Pali is practically synonymous with the Pali canon. It has had no independent existence outside of the Pali canon and its derivative literature. Since the earliest times, it has not been used by anyone except Theravada monks, and they too have been using it only under the firm mistaken belief that it was the Buddha’s language. But the Buddha could have only used a language in which he was spoken to by the rest of his society - and not in a language peculiar to himself or to Buddhism, which necessarily therefore was not a Buddhist-only language like Pali.

So I don’t see with what logic/confidence Prof. Gombrich (and/or other scholars) would be able to claim that an exclusively-Buddhist language like Pali could have been the Buddha’s language.

Buddhist Hybrid Sanskrit (BHS) is not a Prakrit, but rather a form of Sanskrit restored from Gandhari texts. It is about 90% identical to standard-sanskrit, it shares its remaining 10% peculiarities with Gandhari & Pali. In my understanding, BHS represents the language of EBTs progressively restored from Gandhari to Sanskrit - and hence it contains many incorrectly sanskritized expressions (or hyper-sanskritisms, as they are called). Logically therefore it appears that those who were restoring from the Gandhari were not themselves sure what exact sense many of those words and expressions in the Gandhari EBTs made.

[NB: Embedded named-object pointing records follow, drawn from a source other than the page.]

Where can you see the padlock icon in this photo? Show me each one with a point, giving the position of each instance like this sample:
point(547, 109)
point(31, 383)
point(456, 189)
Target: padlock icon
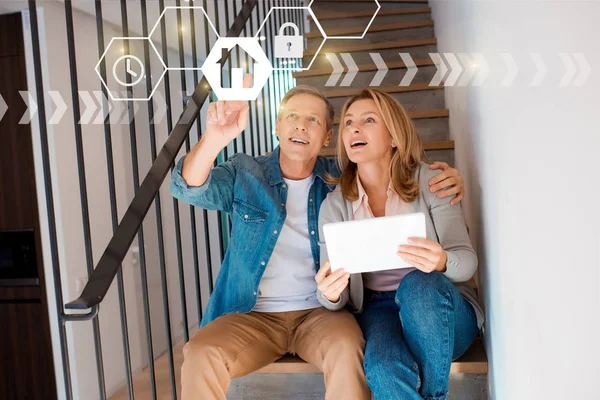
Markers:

It is very likely that the Pali canon is also redacted from a Gandhari prototype (where the Gandhari manuscripts available were quite fragmentary (with words and phrases and even paragraphs missing here and there), which is how we usually find them today. This would explain why Pali suttas appear to have so many canned phrases (or ‘band-aid phrases’ as I like to call them) to make the suttas ‘whole’ again. It may have been a common technique also used by the BHS EBTs but nowhere does the use of the canned phrases appear more prominent than in the Pali Suttas. Outside of the EBTs, such canned phrases are virtually unknown in other Indic prose literature (including Vedic prose).

As far as we can see, most extant Gandhari texts are also mainly (though not exclusively) Buddhist (and its use was geographically limited to the Gandhara area), so again it is unlikely to have been the Buddha’s language.

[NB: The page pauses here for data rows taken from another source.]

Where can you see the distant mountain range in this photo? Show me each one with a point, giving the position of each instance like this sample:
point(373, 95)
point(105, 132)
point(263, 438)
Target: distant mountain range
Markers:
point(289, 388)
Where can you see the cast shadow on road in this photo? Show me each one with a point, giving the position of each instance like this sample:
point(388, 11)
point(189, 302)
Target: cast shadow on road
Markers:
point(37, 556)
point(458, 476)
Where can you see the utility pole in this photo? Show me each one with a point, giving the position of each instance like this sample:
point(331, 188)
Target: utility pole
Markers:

As I said, BHS is for the most part Sanskrit itself (and its peculiarities stem mainly from the fact of its restoration from Gandhari), and therefore doesnt have much of an independent value.

That leaves us with late-Vedic, which, based on what I know, was a massive language spoken by nearly all Indo-Aryans in the Buddha’s time (and which in its 4th century BCE grammatically-standardized form is known as Classical Sanskrit) - and which was optionally spoken with svara intonations.

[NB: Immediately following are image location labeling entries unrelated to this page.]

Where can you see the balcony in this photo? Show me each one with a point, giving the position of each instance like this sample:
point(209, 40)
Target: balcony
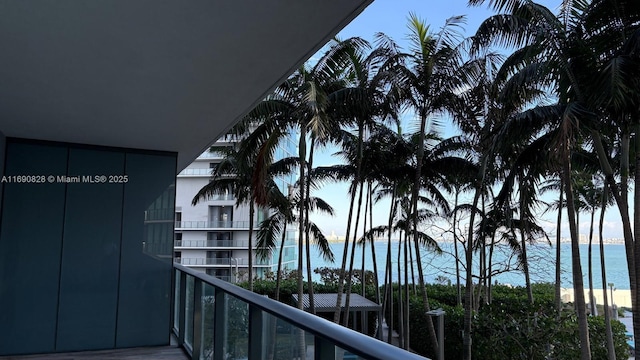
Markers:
point(202, 225)
point(217, 320)
point(210, 261)
point(195, 172)
point(211, 243)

There remains the question - Why does Gandhari and Pali even exist in the first place if late-Vedic was spoken by almost all Indo-Aryans? It’s because (as I mentioned elsewhere):

  1. There were Achaemenid-era Iranic linguistic influences in India that gradually were causing phonetic and morphological confusions in late-Vedic. This must also have been the reason why the extremely thorough generative grammar of Panini had to be composed at this time specifically to validate grammatically correct usages.
  2. The introduction of writing in Aramaic script (which caused further phonemic confusions as the script was not designed for a phonetic representation of Late-Vedic Sanskrit) followed by marginally improved scripts like Kharoshthi and Brahmi which were still not capable of phonetic representation until they evolved sufficiently enough over the centuries and were fully suitable to write sanskrit phonetically accurately only by the beginning of the common era.